Well, it turned out that, aside from one of the bleakest, cruelest endings I can remember, it turned out to be a good choice. It was well-acted, entertaining, and probably the scariest, thrillingiest horror movie I've seen this year. Let's just ignore the fact that I haven't really seen many horror movies this year.
But can you blame me? What passes for a horror movie these days is garbage by some hot shot director that things tying a woman up to a chair and finding creative ways to torture her is scary. It's not scary. It's disgusting, but not scary. Even though you could probably tell I skipped "Saw IV" and "Hostel Part II", I'm not uniformly against the torture porn genre. I liked the original "Saw" because it had a bit of imagination. Pretty much every copycat film since then has been a slap dash mess to see who can make their audience throw up first.
That's why it's a refreshing change to see a horror movie in the hands of a good director. In the case of "The Mist", that director is Frank Darabont ("The Shawshank Redemption", "The Green Mile") once again working from Stephen King source material.
Between wondering why Darabont doesn't make more movies, I wondered why Thomas Jane isn't an A-list star yet. Here, Jane is David Drayton, a movie poster artist in a small Maine town who, along with a colorful group of locals and out of town visitors, winds up trapped in a supermarket when a mysterious and all-consuming mist envelops the town.
Doesn't sound too scary right? I mean, it's just mist, and didn't we already kinda cover this territory in "The Fog". What Darabont and King's story get right (and what most horror movies seem to ignore) is that there's nothing scarier than the ugliness of human beings when they're scared or trapped (or both). Of course, there may or may not be scary, blood-thirsty monsters out in the mist more frightening than the pissed off humans, but you know what I'm trying to say.
Jane is granite-solid as the story's everyman protagonist. Honestly, this guy is handsome, has the physique to be an action star and, hello, can act. What's the deal, Hollywood? It's not his fault "The Punisher" was garbage — it was the director's and John Travolta's. Other standouts included Toby Jones as a meek-looking, but surprisingly awesome store employee, Andre Braugher (a fantastic, underused actor) as a know-it-all out-of-towner, and Oscar winner Marcia Gay Harden, as a religious nut who may be the scariest one of them all.
Seriously, Harden is terrific, alternately and easily playing scary, funny and lunatic (maybe channeling Piper Laurie in "Carrie", another Stephen King story).
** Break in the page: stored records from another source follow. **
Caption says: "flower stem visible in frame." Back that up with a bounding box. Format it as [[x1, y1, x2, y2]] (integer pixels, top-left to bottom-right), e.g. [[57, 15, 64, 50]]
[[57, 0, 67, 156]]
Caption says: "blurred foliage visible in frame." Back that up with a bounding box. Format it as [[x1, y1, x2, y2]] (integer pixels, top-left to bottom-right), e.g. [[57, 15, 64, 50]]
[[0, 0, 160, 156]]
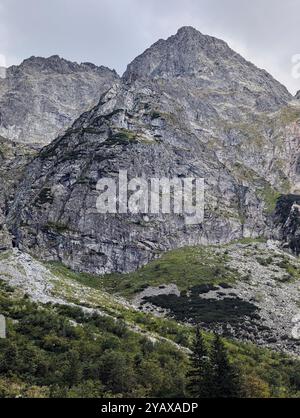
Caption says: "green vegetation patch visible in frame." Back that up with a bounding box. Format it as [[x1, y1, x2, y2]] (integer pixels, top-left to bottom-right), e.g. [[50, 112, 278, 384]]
[[48, 247, 239, 297]]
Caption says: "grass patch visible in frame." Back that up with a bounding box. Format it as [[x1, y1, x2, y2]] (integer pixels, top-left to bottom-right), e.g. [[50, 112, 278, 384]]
[[47, 243, 239, 298]]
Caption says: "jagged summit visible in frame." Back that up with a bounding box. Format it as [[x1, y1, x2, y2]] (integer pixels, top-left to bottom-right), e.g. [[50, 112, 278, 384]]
[[9, 55, 117, 75], [0, 55, 119, 147], [123, 26, 292, 109]]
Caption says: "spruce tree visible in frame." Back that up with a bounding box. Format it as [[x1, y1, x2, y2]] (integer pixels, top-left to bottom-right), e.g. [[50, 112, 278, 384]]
[[187, 327, 214, 398], [211, 335, 241, 398]]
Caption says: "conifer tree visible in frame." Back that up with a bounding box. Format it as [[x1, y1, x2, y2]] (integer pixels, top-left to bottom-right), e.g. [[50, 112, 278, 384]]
[[187, 327, 214, 398], [211, 335, 241, 398]]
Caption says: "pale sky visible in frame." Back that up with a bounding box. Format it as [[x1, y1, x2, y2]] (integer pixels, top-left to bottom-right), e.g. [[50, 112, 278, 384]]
[[0, 0, 300, 93]]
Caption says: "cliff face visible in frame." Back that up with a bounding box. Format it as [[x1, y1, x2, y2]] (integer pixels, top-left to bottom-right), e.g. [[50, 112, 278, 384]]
[[0, 56, 119, 147], [8, 27, 300, 274]]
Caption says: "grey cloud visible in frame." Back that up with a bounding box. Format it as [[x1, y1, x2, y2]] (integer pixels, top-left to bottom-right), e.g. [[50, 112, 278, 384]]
[[0, 0, 300, 93]]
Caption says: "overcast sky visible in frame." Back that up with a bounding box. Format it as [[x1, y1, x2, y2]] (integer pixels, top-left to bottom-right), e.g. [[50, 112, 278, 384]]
[[0, 0, 300, 93]]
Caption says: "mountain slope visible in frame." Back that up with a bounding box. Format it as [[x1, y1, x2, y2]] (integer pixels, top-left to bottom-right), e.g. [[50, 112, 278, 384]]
[[8, 28, 300, 274], [0, 56, 119, 147]]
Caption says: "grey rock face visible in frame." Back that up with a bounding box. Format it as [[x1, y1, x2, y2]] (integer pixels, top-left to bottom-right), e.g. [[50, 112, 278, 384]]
[[0, 56, 119, 147], [8, 28, 300, 274]]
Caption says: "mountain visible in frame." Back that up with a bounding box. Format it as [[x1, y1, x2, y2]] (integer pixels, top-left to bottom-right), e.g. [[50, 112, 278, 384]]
[[7, 27, 300, 274], [0, 55, 119, 147]]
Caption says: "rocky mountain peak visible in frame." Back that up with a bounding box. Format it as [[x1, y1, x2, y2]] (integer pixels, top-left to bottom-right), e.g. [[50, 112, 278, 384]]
[[123, 27, 292, 111], [0, 55, 119, 147], [10, 55, 116, 74]]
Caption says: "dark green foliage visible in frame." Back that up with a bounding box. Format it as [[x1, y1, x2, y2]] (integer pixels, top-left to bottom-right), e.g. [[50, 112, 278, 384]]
[[187, 327, 214, 398], [187, 327, 242, 398], [0, 281, 186, 397], [211, 335, 242, 398], [145, 294, 257, 324]]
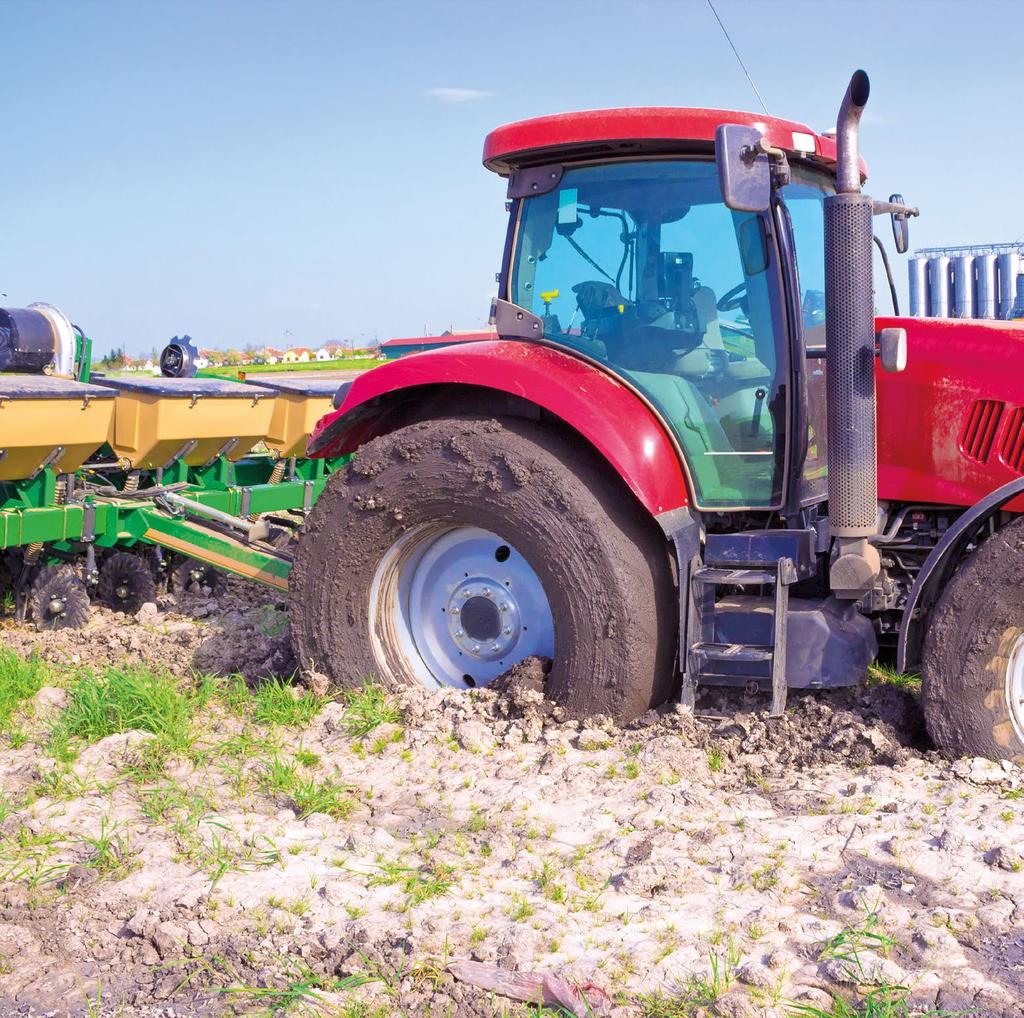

In John's world, she'd have a shot for an Oscar nom for "Best Supporting Actress". Then again, in John's world, "Ratatouille" would be a shoo-in for "Best Picture", but I digress.
Darabont drags out the final sequence out and then sorta screws the pooch at the end. Still, if you're looking for a solid, suspenseful, entertaining movie, with a group of interesting characters and a few laughs sprinkled in, I'd check this one out.